Until the big war, that is, World War I, which triggered 70 years of deglobalization — tariff walls, capital controls and autarky. Politics produces those exogenous factors economists always invoke to hedge their optimistic bets. Which is why we can’t count on the decoupling effect forever.
The obvious candidate for recoupling — for something that reduces the world’s economy to the miserable level of its politics — is a preventive strike against Iranian nuclear installations, with all the global repercussions that would imply. Israel might like to launch one, but cannot; the U.S. could do so, but will not, given the debilitating unfinished business in Iraq and Afghanistan. Yet even if a catastrophic war is unlikely, the world remains a dangerous place — made more dangerous by the condition of its prime power. The U.S. is today what Britain was during the first globalization: the anchor of the liberal world order. Those who rightly railed against the U.S. when it threw its weight around and treated its partners with contempt should now mull the question: Who is going to take care of the world’s political business? China, Russia or the E.U.? Hardly.

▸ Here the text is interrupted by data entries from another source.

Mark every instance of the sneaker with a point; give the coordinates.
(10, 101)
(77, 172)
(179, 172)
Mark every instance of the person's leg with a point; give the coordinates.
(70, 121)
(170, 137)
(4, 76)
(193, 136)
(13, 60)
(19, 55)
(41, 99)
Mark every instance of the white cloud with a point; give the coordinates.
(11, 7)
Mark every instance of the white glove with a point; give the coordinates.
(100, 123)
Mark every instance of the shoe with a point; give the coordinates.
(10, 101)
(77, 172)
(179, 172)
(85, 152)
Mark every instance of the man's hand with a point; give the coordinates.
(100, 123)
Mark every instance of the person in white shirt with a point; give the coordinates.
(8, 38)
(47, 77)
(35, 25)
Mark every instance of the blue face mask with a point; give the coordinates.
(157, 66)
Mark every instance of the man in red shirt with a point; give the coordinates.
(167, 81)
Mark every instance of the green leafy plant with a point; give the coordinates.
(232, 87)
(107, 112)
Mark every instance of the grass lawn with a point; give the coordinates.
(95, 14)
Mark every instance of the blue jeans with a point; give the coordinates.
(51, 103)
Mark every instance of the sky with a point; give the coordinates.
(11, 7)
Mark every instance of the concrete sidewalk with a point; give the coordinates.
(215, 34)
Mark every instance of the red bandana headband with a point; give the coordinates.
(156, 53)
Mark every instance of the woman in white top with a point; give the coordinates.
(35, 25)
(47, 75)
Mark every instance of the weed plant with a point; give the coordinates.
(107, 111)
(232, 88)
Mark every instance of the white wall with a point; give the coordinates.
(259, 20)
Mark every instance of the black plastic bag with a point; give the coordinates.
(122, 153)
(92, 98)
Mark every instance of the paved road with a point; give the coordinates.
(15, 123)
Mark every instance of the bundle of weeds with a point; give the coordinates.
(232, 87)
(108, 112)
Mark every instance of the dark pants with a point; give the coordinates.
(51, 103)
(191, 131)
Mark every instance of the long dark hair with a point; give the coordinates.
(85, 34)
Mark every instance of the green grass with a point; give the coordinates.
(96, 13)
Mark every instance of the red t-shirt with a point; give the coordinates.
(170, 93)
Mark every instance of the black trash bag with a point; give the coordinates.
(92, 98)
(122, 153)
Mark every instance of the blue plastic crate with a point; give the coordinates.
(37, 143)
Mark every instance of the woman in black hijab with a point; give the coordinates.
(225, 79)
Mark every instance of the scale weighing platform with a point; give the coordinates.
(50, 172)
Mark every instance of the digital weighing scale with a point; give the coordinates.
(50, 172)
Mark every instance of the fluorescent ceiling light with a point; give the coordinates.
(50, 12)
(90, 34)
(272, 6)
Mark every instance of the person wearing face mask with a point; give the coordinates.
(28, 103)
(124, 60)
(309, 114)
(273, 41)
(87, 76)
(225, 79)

Today, the problem is not an overbearing, but a weakened and demoralized America, a giant whose physical power grievously exceeds its authority and legitimacy. Even the hyperpower’s rivals must wish that the U.S. would return to the politics of responsibility that the Bush Administration has so willfully ignored. Yes, the world economy is doing very nicely. But there are too many exogenous factors out there that can turn into short fuses. The best hope is for a U.S. that will again temper raw strength with trustworthiness — and which remembers that it has always done best for itself when it did good for the rest of the world.